Any Bulls fan can remember his or her elation when Adam Silver, then the NBA’s deputy commissioner, tore open a large envelope on May 20, 2008, and said, “The second pick goes to the Miami Heat.”
The Bulls had cashed in the improbable.
Slotted ninth, with just a 1.7 percent chance to secure the No. 1 pick via the NBA draft lottery, the Bulls rode Lady Luck to the top pick and Derrick Rose, who became the youngest most valuable player in league history three years later.
Fred Hoiberg had a slightly different perspective.
“It stunk,” Hoiberg said, jokingly.
On Tuesday in New York, the Bulls will be back in the draft lottery for the first time since 2008. They own even worse odds to move from No. 14 to the top pick: 0.5 percent, and 1.8 percent to move into the top three.
Hoiberg knows all too well the feeling of watching a team vault unexpectedly.
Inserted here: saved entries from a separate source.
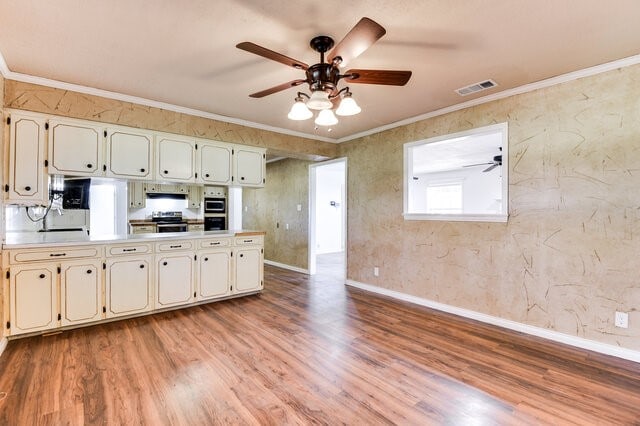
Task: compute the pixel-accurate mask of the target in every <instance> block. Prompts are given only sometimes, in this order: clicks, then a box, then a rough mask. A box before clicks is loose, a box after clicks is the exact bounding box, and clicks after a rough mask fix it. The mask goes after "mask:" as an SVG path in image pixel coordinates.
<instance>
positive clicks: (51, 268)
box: [9, 264, 58, 335]
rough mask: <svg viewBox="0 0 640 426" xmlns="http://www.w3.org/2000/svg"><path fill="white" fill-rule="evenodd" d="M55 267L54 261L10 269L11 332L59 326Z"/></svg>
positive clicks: (37, 329) (57, 300) (9, 288)
mask: <svg viewBox="0 0 640 426" xmlns="http://www.w3.org/2000/svg"><path fill="white" fill-rule="evenodd" d="M57 268H58V267H57V265H56V264H41V265H25V266H14V267H12V268H11V276H10V279H9V297H10V301H9V311H10V313H11V315H10V317H11V334H12V335H15V334H23V333H31V332H34V331H41V330H48V329H51V328H55V327H57V326H58V292H57V276H58V274H57Z"/></svg>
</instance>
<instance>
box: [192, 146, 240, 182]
mask: <svg viewBox="0 0 640 426" xmlns="http://www.w3.org/2000/svg"><path fill="white" fill-rule="evenodd" d="M232 149H233V146H231V145H227V144H215V143H210V142H203V143H201V144H200V145H199V149H198V153H199V156H200V157H199V159H200V161H199V164H200V167H199V170H200V176H199V177H200V181H201V182H204V183H205V184H219V185H231V167H232V157H233V156H232Z"/></svg>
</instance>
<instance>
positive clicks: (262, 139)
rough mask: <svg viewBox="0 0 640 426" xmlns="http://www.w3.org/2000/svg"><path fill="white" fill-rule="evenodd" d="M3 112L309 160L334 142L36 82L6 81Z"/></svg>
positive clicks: (331, 152)
mask: <svg viewBox="0 0 640 426" xmlns="http://www.w3.org/2000/svg"><path fill="white" fill-rule="evenodd" d="M3 99H4V104H5V106H6V108H16V109H23V110H28V111H36V112H42V113H47V114H55V115H60V116H64V117H73V118H81V119H86V120H94V121H100V122H105V123H114V124H121V125H124V126H132V127H138V128H142V129H150V130H157V131H163V132H170V133H177V134H182V135H188V136H197V137H202V138H207V139H215V140H218V141H223V142H231V143H239V144H244V145H251V146H259V147H264V148H268V149H269V152H273V153H275V154H280V155H281V154H284V153H286V155H288V156H291V157H297V158H304V159H310V160H319V159H323V158H330V157H335V155H336V152H337V146H336V144H333V143H329V142H320V141H316V140H313V139H306V138H301V137H297V136H290V135H284V134H281V133H275V132H269V131H266V130H261V129H254V128H251V127H245V126H240V125H238V124H232V123H225V122H222V121H217V120H211V119H207V118H201V117H195V116H192V115H187V114H182V113H178V112H173V111H168V110H164V109H159V108H153V107H148V106H144V105H138V104H133V103H130V102H123V101H119V100H114V99H107V98H103V97H99V96H93V95H87V94H83V93H78V92H71V91H68V90H62V89H55V88H52V87H46V86H39V85H36V84H30V83H23V82H19V81H15V80H6V88H5V93H4V96H3Z"/></svg>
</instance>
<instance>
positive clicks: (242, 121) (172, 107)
mask: <svg viewBox="0 0 640 426" xmlns="http://www.w3.org/2000/svg"><path fill="white" fill-rule="evenodd" d="M636 64H640V55H634V56H629V57H627V58H622V59H618V60H615V61H611V62H606V63H604V64H600V65H595V66H593V67H589V68H584V69H581V70H578V71H572V72H569V73H566V74H562V75H559V76H556V77H551V78H547V79H544V80H540V81H536V82H534V83H529V84H525V85H523V86H518V87H514V88H512V89H507V90H503V91H501V92H497V93H493V94H491V95H487V96H482V97H480V98H476V99H472V100H469V101H466V102H462V103H459V104H455V105H451V106H448V107H445V108H441V109H438V110H435V111H431V112H427V113H424V114H420V115H417V116H415V117H410V118H407V119H404V120H400V121H395V122H393V123H389V124H386V125H384V126H380V127H375V128H373V129H369V130H365V131H364V132H360V133H354V134H353V135H349V136H344V137H342V138H339V139H333V138H327V137H324V136H317V135H313V134H309V133H303V132H296V131H294V130H289V129H283V128H281V127H274V126H268V125H266V124H260V123H254V122H252V121H247V120H241V119H239V118H233V117H227V116H224V115H218V114H214V113H210V112H206V111H201V110H197V109H193V108H187V107H183V106H179V105H174V104H169V103H165V102H159V101H154V100H151V99H146V98H140V97H137V96H130V95H125V94H122V93H117V92H111V91H108V90H102V89H96V88H93V87H87V86H81V85H79V84H73V83H66V82H63V81H58V80H51V79H48V78H42V77H36V76H32V75H29V74H22V73H16V72H13V71H11V70H10V69H9V67H8V66H7V63H6V62H5V60H4V57H3V56H2V52H0V74H2V75H3V76H4V78H6V79H8V80H16V81H21V82H24V83H32V84H39V85H42V86H48V87H53V88H57V89H62V90H70V91H74V92H79V93H85V94H88V95H95V96H101V97H104V98H108V99H115V100H120V101H124V102H131V103H135V104H140V105H145V106H150V107H155V108H161V109H165V110H168V111H173V112H178V113H183V114H188V115H193V116H196V117H202V118H208V119H211V120H217V121H222V122H225V123H232V124H238V125H240V126H245V127H251V128H254V129H260V130H266V131H269V132H275V133H281V134H285V135H290V136H297V137H301V138H305V139H313V140H317V141H321V142H329V143H342V142H349V141H352V140H355V139H358V138H362V137H365V136H370V135H373V134H375V133H380V132H384V131H386V130H390V129H394V128H396V127H400V126H405V125H407V124H413V123H416V122H418V121H422V120H427V119H429V118H433V117H438V116H440V115H444V114H448V113H450V112H454V111H459V110H462V109H465V108H470V107H473V106H477V105H482V104H485V103H488V102H493V101H496V100H499V99H504V98H508V97H510V96H514V95H520V94H523V93H528V92H533V91H535V90H538V89H543V88H546V87H551V86H555V85H557V84H562V83H566V82H569V81H573V80H577V79H580V78H584V77H590V76H594V75H597V74H602V73H604V72H608V71H613V70H615V69H619V68H624V67H628V66H632V65H636Z"/></svg>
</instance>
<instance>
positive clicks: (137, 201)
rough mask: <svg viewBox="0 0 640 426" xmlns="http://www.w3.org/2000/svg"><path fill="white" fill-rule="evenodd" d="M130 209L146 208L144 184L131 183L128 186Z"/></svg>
mask: <svg viewBox="0 0 640 426" xmlns="http://www.w3.org/2000/svg"><path fill="white" fill-rule="evenodd" d="M127 197H128V199H129V208H132V209H142V208H144V207H145V206H146V201H147V197H146V194H145V192H144V184H143V183H142V182H129V183H128V185H127Z"/></svg>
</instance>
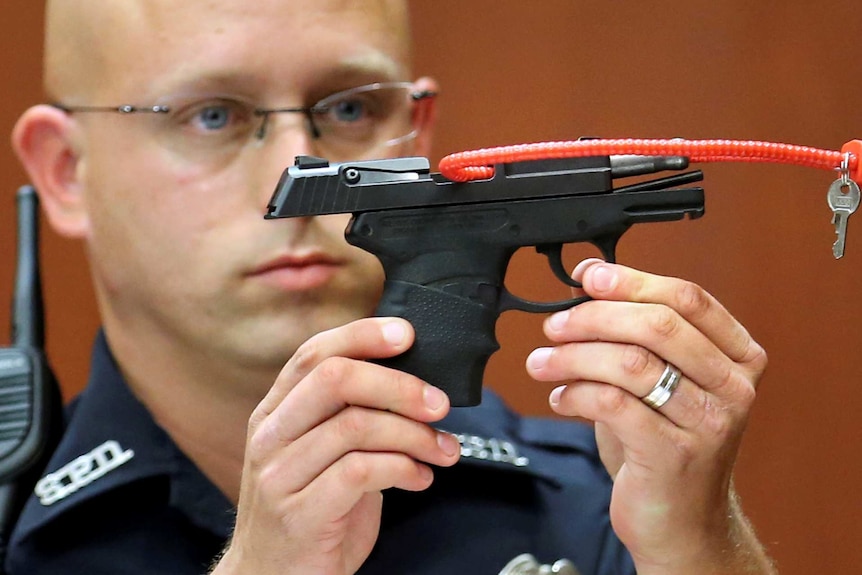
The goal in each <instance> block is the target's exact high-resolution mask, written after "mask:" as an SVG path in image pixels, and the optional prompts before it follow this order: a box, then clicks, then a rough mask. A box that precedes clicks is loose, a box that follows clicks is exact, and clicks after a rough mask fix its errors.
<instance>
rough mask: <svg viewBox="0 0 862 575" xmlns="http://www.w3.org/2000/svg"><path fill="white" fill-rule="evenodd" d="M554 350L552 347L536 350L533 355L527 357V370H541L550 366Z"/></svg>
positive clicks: (534, 349)
mask: <svg viewBox="0 0 862 575" xmlns="http://www.w3.org/2000/svg"><path fill="white" fill-rule="evenodd" d="M553 352H554V349H553V348H551V347H540V348H538V349H534V350H533V353H531V354H530V355H529V356H527V368H528V369H532V370H540V369H542V368H543V367H545V366H546V365H547V364H548V359H550V357H551V354H552V353H553Z"/></svg>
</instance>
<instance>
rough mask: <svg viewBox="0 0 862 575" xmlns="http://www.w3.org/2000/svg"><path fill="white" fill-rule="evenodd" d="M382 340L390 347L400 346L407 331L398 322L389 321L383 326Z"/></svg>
mask: <svg viewBox="0 0 862 575" xmlns="http://www.w3.org/2000/svg"><path fill="white" fill-rule="evenodd" d="M382 329H383V339H385V340H386V341H387V342H388V343H391V344H392V345H400V344H401V343H402V342H403V341H404V338H405V337H406V336H407V330H405V329H404V324H403V323H401V322H400V321H390V322H387V323H384V324H383V328H382Z"/></svg>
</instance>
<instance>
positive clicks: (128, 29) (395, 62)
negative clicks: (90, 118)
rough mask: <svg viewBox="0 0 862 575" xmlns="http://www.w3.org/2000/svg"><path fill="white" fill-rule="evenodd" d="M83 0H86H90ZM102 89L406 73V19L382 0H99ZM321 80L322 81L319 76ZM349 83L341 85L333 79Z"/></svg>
mask: <svg viewBox="0 0 862 575" xmlns="http://www.w3.org/2000/svg"><path fill="white" fill-rule="evenodd" d="M86 2H88V3H90V4H92V2H91V0H86ZM98 4H99V5H100V6H102V7H103V9H102V10H100V14H98V15H96V17H95V19H94V20H91V21H90V22H91V24H90V25H92V26H94V27H95V29H94V30H93V36H94V37H95V38H97V39H96V40H95V41H96V42H97V46H98V48H97V49H98V51H99V54H98V55H97V57H96V58H93V59H91V60H90V61H91V62H98V63H99V64H98V68H96V69H93V70H92V75H93V76H95V78H93V79H94V80H96V82H94V84H95V85H96V86H98V91H99V92H101V94H98V96H99V97H100V99H101V98H108V97H111V96H116V97H126V98H128V97H136V98H146V97H155V96H158V95H161V94H164V93H165V91H168V92H171V91H177V90H182V89H184V88H186V87H188V86H191V87H193V88H194V87H195V86H197V85H203V86H206V85H207V84H216V85H218V84H220V83H235V84H241V85H242V86H243V87H245V88H248V89H249V90H254V91H259V92H260V91H269V90H272V91H278V92H280V93H288V92H290V91H296V90H301V89H303V88H304V87H308V86H311V85H312V84H314V83H315V82H320V81H332V82H340V81H344V82H347V83H349V82H350V79H351V76H355V77H356V78H357V81H361V80H364V79H366V78H368V79H369V80H370V79H376V78H377V77H380V78H381V79H385V78H395V77H403V76H404V74H407V73H408V71H407V67H408V62H407V60H408V57H409V47H408V35H409V33H408V31H407V29H406V28H407V18H406V14H404V10H403V5H402V4H401V3H400V2H393V1H383V0H362V1H337V0H313V1H312V0H291V1H284V0H279V1H275V0H255V1H254V2H249V1H247V0H184V1H183V2H176V1H175V0H140V1H138V2H130V1H129V0H100V2H99V3H98ZM321 79H323V80H321ZM340 87H347V86H340Z"/></svg>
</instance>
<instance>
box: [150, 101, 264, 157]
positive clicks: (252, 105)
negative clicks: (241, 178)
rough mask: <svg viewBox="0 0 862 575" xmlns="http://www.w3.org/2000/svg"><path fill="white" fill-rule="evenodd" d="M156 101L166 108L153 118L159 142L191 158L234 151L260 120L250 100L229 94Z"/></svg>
mask: <svg viewBox="0 0 862 575" xmlns="http://www.w3.org/2000/svg"><path fill="white" fill-rule="evenodd" d="M159 105H163V106H166V107H167V108H168V110H169V112H168V113H167V114H158V117H157V118H154V119H155V120H156V122H155V123H154V124H153V125H154V126H155V130H156V131H157V137H158V138H159V140H160V143H162V144H163V145H164V146H165V147H167V148H169V149H171V150H173V151H174V152H176V153H178V154H180V155H182V156H183V157H185V158H187V159H189V160H190V161H195V162H199V161H204V160H206V159H211V160H212V161H214V162H219V161H222V160H224V159H225V158H226V157H228V156H230V155H232V154H236V153H238V152H239V151H240V150H241V149H242V147H243V146H244V145H245V144H246V143H247V142H248V141H249V140H250V139H251V137H252V134H254V132H255V131H257V130H258V128H259V126H260V124H261V122H262V121H263V118H262V117H260V116H259V115H257V114H256V113H255V107H254V105H253V104H252V103H251V102H247V101H244V100H241V99H238V98H233V97H223V96H204V97H200V96H197V97H188V98H184V97H174V98H165V99H163V100H161V101H160V102H159Z"/></svg>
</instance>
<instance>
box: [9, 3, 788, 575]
mask: <svg viewBox="0 0 862 575" xmlns="http://www.w3.org/2000/svg"><path fill="white" fill-rule="evenodd" d="M411 78H412V76H411V70H410V47H409V31H408V25H407V14H406V6H405V3H403V2H396V1H372V0H368V1H366V2H362V3H358V2H349V1H334V0H307V1H299V0H292V1H284V0H279V1H277V2H276V1H273V0H258V1H255V2H246V1H241V0H208V1H206V2H203V1H198V0H187V1H185V2H168V1H166V0H145V1H144V0H141V1H137V2H134V1H130V0H103V1H101V2H91V1H89V0H55V1H52V2H48V6H47V29H46V51H45V87H46V92H47V95H48V97H49V99H50V102H51V105H39V106H35V107H33V108H31V109H30V110H28V111H27V112H26V113H25V114H24V115H23V116H22V118H21V119H20V121H19V122H18V124H17V126H16V128H15V131H14V134H13V144H14V147H15V150H16V151H17V153H18V155H19V157H20V158H21V160H22V162H23V164H24V165H25V167H26V168H27V170H28V172H29V174H30V177H31V178H32V180H33V183H34V184H35V185H36V187H37V188H38V190H39V193H40V197H41V201H42V205H43V206H44V209H45V211H46V214H47V217H48V220H49V222H50V224H51V226H52V227H53V228H54V229H55V230H56V231H57V232H58V233H60V234H62V235H64V236H67V237H70V238H75V239H80V240H82V241H83V242H84V244H85V245H86V249H87V253H88V255H89V259H90V263H91V267H92V277H93V281H94V284H95V290H96V295H97V298H98V304H99V309H100V313H101V316H102V320H103V326H104V327H103V330H102V332H101V333H100V334H99V336H98V338H97V341H96V342H95V345H94V350H93V359H92V372H91V378H90V382H89V385H88V387H87V389H86V390H85V391H84V392H83V393H82V394H81V396H80V397H78V398H77V399H76V401H75V402H74V403H73V404H72V405H71V406H70V408H69V423H68V427H67V431H66V434H65V436H64V438H63V441H62V443H61V445H60V447H59V448H58V450H57V451H56V453H55V454H54V456H53V458H52V460H51V462H50V464H49V465H48V468H47V470H46V472H45V475H44V476H43V477H42V479H41V480H40V481H39V482H38V483H37V484H36V486H35V490H34V496H33V498H32V499H31V500H30V501H29V502H28V504H27V507H26V509H25V510H24V512H23V514H22V517H21V519H20V521H19V523H18V525H17V527H16V530H15V534H14V537H13V540H12V542H11V545H10V549H9V557H8V561H7V568H8V570H9V572H10V573H11V574H13V575H20V574H25V573H40V574H45V573H88V574H94V573H112V574H113V573H130V574H132V573H134V574H137V573H177V574H181V573H182V574H192V573H204V572H206V571H207V570H208V569H212V571H213V573H218V574H219V575H227V574H234V573H246V574H248V573H254V574H255V575H266V574H270V573H279V574H285V573H296V574H302V575H309V574H336V573H337V574H348V573H362V574H383V573H386V574H391V573H411V574H420V575H421V574H429V575H430V574H441V573H467V572H470V573H490V574H494V573H500V572H505V571H508V572H511V573H514V572H529V571H528V570H527V569H534V571H533V572H538V570H539V564H540V563H543V564H548V565H551V564H554V567H553V570H555V572H560V573H566V572H568V573H575V572H577V573H581V574H583V575H586V574H611V573H614V574H619V573H633V572H634V570H635V566H637V571H638V573H641V574H642V575H643V574H650V573H661V574H663V575H669V574H671V575H672V574H677V573H679V574H683V573H684V574H687V575H689V574H691V573H734V574H738V573H742V572H751V573H771V572H772V568H771V567H770V564H769V561H768V559H767V558H766V556H765V554H764V553H763V551H762V550H761V548H760V546H759V545H758V543H757V541H756V539H755V537H754V536H753V534H752V532H751V529H750V528H749V526H748V524H747V523H746V521H745V519H744V517H743V515H742V514H741V512H740V511H739V509H738V506H737V504H736V501H735V499H734V496H733V492H732V489H731V475H732V468H733V461H734V458H735V455H736V451H737V448H738V445H739V441H740V437H741V434H742V430H743V428H744V426H745V421H746V418H747V415H748V411H749V409H750V406H751V403H752V400H753V398H754V389H755V386H756V383H757V381H758V379H759V377H760V375H761V373H762V371H763V369H764V368H765V365H766V359H765V355H764V353H763V351H762V349H761V348H760V347H759V346H758V345H757V344H756V343H755V342H754V341H753V340H752V339H751V337H750V336H749V335H748V333H747V332H746V331H745V329H744V328H743V327H742V326H740V325H739V324H738V323H737V322H736V321H735V320H734V319H733V318H732V317H731V316H730V315H729V314H728V313H727V312H726V311H725V310H724V309H723V308H722V307H721V306H720V305H719V304H718V303H717V302H715V300H713V299H712V298H711V297H710V296H709V295H708V294H706V293H705V292H704V291H703V290H702V289H700V288H699V287H697V286H695V285H692V284H690V283H687V282H684V281H681V280H678V279H673V278H661V277H656V276H650V275H647V274H643V273H641V272H637V271H635V270H631V269H627V268H623V267H620V266H613V265H608V264H604V263H603V262H597V261H594V260H588V261H586V262H584V263H582V264H581V265H579V266H578V268H577V269H576V270H575V271H574V275H575V277H578V278H580V279H582V280H583V283H584V286H585V289H586V291H587V292H588V293H589V294H590V295H592V296H593V297H594V298H595V301H592V302H590V303H588V304H585V305H583V306H579V307H578V308H575V309H574V310H572V311H571V312H564V313H560V314H557V315H555V316H553V317H552V318H550V319H549V320H548V322H547V323H546V332H547V334H548V337H549V338H550V340H551V341H552V344H553V345H552V346H550V347H547V348H541V349H539V350H536V351H535V352H534V353H533V354H532V355H531V356H530V358H529V359H528V362H527V368H526V371H527V373H526V374H524V375H527V374H529V375H530V376H532V377H533V378H535V379H538V380H542V381H559V382H561V385H560V387H558V388H557V389H556V390H555V391H554V392H553V393H552V395H551V398H550V400H551V404H552V406H553V407H554V409H556V410H557V411H558V412H559V413H560V414H562V415H579V416H582V417H585V418H588V419H591V420H593V421H595V422H596V427H595V430H596V435H595V436H594V432H593V429H592V428H591V427H587V426H584V425H582V424H579V423H575V422H562V421H554V422H552V421H545V420H536V419H526V418H520V417H518V416H517V415H515V414H514V413H512V412H510V411H509V410H508V409H507V408H506V407H505V406H504V405H503V404H502V403H501V402H500V400H499V399H498V398H497V397H496V396H494V395H493V394H491V393H486V395H485V397H484V400H483V403H482V405H481V406H480V407H477V408H470V409H462V410H450V408H449V402H448V399H447V397H446V396H445V395H444V394H443V393H442V392H441V391H440V390H438V389H436V388H434V387H432V386H430V385H428V384H427V383H426V382H424V381H421V380H419V379H417V378H415V377H413V376H410V375H408V374H405V373H401V372H397V371H394V370H391V369H387V368H384V367H382V366H380V365H377V364H375V363H371V362H366V361H364V360H366V359H370V358H384V357H391V356H394V355H397V354H399V353H401V352H403V351H404V350H406V349H407V348H409V347H410V345H411V344H412V342H413V337H414V336H413V331H412V328H411V326H410V325H409V324H408V323H407V322H405V321H403V320H400V319H397V318H371V317H369V316H371V315H372V313H373V310H374V308H375V305H376V302H377V300H378V298H379V296H380V292H381V286H382V280H383V273H382V270H381V267H380V265H379V264H378V262H377V261H376V259H375V258H374V257H372V256H370V255H369V254H367V253H365V252H362V251H360V250H357V249H355V248H352V247H350V246H349V245H347V244H346V243H345V242H344V239H343V230H344V227H345V225H346V223H347V219H346V217H344V216H330V217H319V218H306V219H292V220H279V221H277V222H266V221H264V219H263V217H262V216H263V213H264V207H265V206H266V204H267V200H268V199H269V197H270V195H271V193H272V191H273V188H274V185H275V183H276V182H277V180H278V177H279V175H280V173H281V172H282V170H283V169H284V168H285V166H286V165H287V164H290V163H292V160H293V158H294V156H296V155H299V154H312V155H318V156H324V157H327V158H328V159H330V160H334V161H344V160H348V159H350V160H353V159H359V158H370V157H384V156H397V155H427V154H428V152H429V145H430V137H431V130H432V127H433V119H434V95H435V93H436V92H437V86H436V85H435V83H434V81H433V80H431V79H428V78H421V79H419V80H412V79H411ZM671 366H677V367H678V368H679V371H675V368H674V369H671ZM668 373H672V374H675V377H678V378H679V379H675V380H674V381H677V382H678V386H677V387H676V390H675V391H674V393H673V395H672V397H669V400H668V401H667V402H666V403H664V404H663V405H658V404H657V403H655V402H653V405H652V406H648V405H646V404H645V403H644V401H642V400H641V398H643V397H645V396H648V395H649V393H650V390H651V389H653V388H655V387H656V386H657V385H659V384H662V382H663V381H665V379H666V377H665V376H666V374H668ZM517 377H523V376H517ZM656 382H659V384H657V383H656ZM662 385H663V384H662ZM596 438H597V439H598V442H597V441H596ZM612 478H613V479H612ZM384 492H385V496H384ZM519 569H520V570H519ZM547 569H548V570H550V569H552V568H551V567H547Z"/></svg>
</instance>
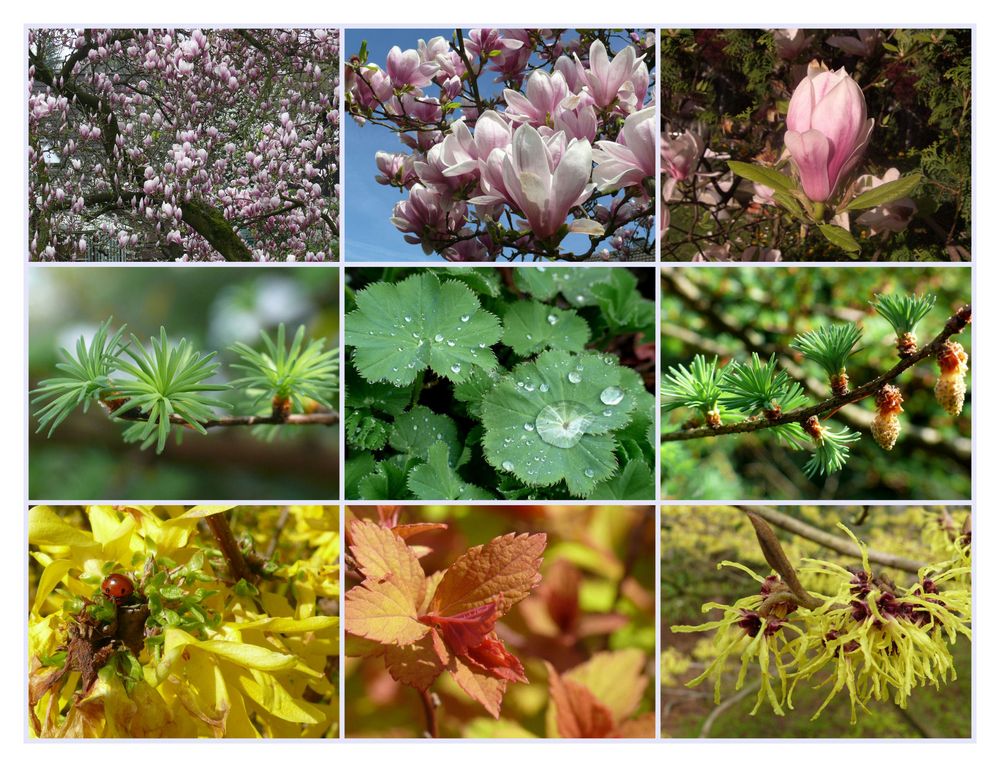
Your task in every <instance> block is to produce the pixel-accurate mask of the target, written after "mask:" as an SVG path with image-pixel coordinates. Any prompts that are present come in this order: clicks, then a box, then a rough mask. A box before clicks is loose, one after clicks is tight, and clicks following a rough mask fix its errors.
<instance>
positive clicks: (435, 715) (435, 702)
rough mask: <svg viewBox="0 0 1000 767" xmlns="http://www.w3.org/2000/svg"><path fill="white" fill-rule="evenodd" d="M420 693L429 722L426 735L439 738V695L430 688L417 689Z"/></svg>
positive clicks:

Bulls fans probably can clearly recall the image of a smiling Steve Schanwald — the executive vice president of business operations who represented the team on stage in Secaucus, N.J. — his index finger aloft, posing with Silver after the franchise-changing moment (and after ESPN broadcaster Doris Burke had called him “Stan”).
But few likely recall Hoiberg stood next to Schanwald along with Heat star Dwyane Wade. The Bulls coach was representing the Timberwolves as their assistant general manager as the lottery moved to the dramatic conclusion with its final three teams.
“That was the year when it was really talked about (being) a two-man draft with Derrick and Michael Beasley,” Hoiberg said. “Seeing the Bulls move into that top three, knowing they only had a 1.7 percent chance at getting that top spot, I felt pretty comfortable getting a top-two pick.
“But then Silver said, ‘The third pick goes to the … ‘ and you could see the trees from the Minnesota Timberwolves logo coming out (of the envelope). The teddy bear and I just kind of dropped right there.”
The teddy bear served as Hoiberg’s good-luck charm, given to him by a young Timberwolves fan who had endured multiple heart surgeries. Hoiberg had met the kid as Hoiberg went through the first of his own heart procedures.
“You remember that movie ‘Ted’?” Hoiberg said. “The bear looked like that.”
Schanwald carried with him pictures from Bulls employees of their children as his good-luck charm. Wade, who had carried the Heat to an NBA title just two years earlier, never said what he used. The Heat, who drafted Beasley at No. 2, had the best odds to land the top pick at 25 percent.
Hoiberg’s Timberwolves owned a 13.8 percent chance, behind the Heat and SuperSonics, who moved from Seattle to Oklahoma City that summer and became the Thunder.
With the third pick that June, the Timberwolves selected O.J. Mayo and traded his rights with Greg Buckner, Marko Jaric and Antoine Walker to the Grizzlies for No. 5 pick Kevin Love, Mike Miller, Brian Cardinal and Jason Collins. The Sonics drafted Russell Westbrook at No. 4.
“It was a pretty cool experience to be able to represent your team,” Hoiberg said. “It turned out to be good because (the Timberwolves) got Kevin Love and got off some long-term contract money.”
Hoiberg won’t be at Tuesday’s lottery, where Jimmy Butler will represent the Bulls on the dais and media relations official Matt Yob will witness the drawing in the backroom.
Time will tell if Lady Luck smiles on Hoiberg this time — and on the Bulls again.